Now we must find the eigenvalues of $V V^T$. $V$ has size $n \times m$ and, because $m \ll n$, $V V^T$ has at most $m$ nonzero eigenvalues. Instead of operating directly on $V V^T$ (size $n \times n$), we can find the eigenvalues using the singular value decomposition of $V$, which should be much more efficient. Let $s_1, \dots, s_m$ denote the singular values of $V$. Then:

$$\lambda_i = \left \{ \begin{array}{cl} s_i^2 & 1 \le i \le m \\ 0 & i > m \\ \end{array} \right .$$

Putting everything together, we have:

$$\begin{array}{lcl} \log \det(X A X^T + D) & = & \log \prod_{i=1}^n (\lambda_i + c) \\ & = & (n-m) \log c + \sum_{i=1}^m \log(s_i^2 + c) \end{array}$$

The main computational work is a Cholesky or eigendecomposition of $A$ (size $m \times m$) and a singular value decomposition of $V$ (size $n \times m$).
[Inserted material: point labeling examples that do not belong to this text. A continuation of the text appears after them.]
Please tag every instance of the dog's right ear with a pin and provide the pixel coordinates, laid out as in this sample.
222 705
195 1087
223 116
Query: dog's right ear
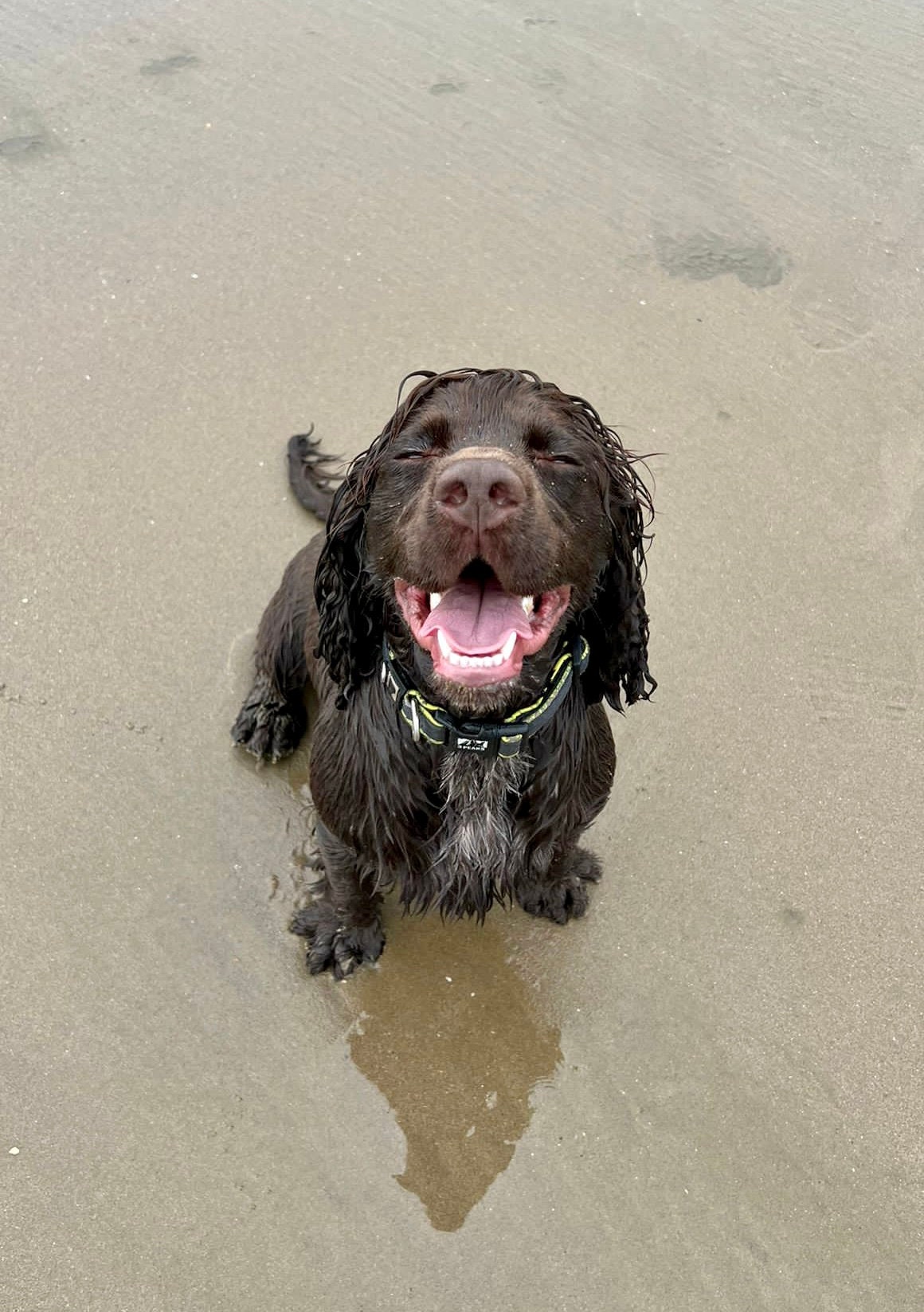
350 613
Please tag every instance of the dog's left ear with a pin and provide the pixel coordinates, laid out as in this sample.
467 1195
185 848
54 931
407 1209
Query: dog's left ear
350 614
616 624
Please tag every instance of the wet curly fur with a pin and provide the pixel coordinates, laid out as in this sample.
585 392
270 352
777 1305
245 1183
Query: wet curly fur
449 831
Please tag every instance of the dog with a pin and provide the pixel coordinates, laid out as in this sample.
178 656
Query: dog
476 596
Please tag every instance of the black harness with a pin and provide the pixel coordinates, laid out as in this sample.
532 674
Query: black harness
435 726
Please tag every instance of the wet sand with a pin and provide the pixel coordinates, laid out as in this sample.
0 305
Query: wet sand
223 222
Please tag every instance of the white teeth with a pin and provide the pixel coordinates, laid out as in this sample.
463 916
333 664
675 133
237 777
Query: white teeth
476 661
Because $m \ll n$, this should be much more efficient than directly working with the matrix $X A X^T + D$ (size $n \times n$).

If we are able to decompose $\mathbf{A} = \mathbf{LL}^{\top}$, and let $\mathbf{V} = \mathbf{XL}$ then $$\mathrm{det}(\mathbf{XAX}^\top + \mathbf{D}) = \mathrm{det}(\mathbf{VV}^\top + \mathbf{D})$$ Now using Sylvester's determinant theorem we may write $$\mathrm{det}(\mathbf{VV}^\top + \mathbf{D}) = \mathrm{det}(\mathbf{D})\mathrm{det}(\mathbf{V}^\top \mathbf{D}^{-1}\mathbf{V} + \mathbf{I}_n)$$ Calculating $\mathrm{det}(\mathbf{D})$ is trivial, so the problem has been reduced to finding the determinant of the $n \times n$ matrix $\mathbf{V}^\top \mathbf{D}^{-1}\mathbf{V} + \mathbf{I}_n$, which represents a significant reduction in complexity as $n \ll m$.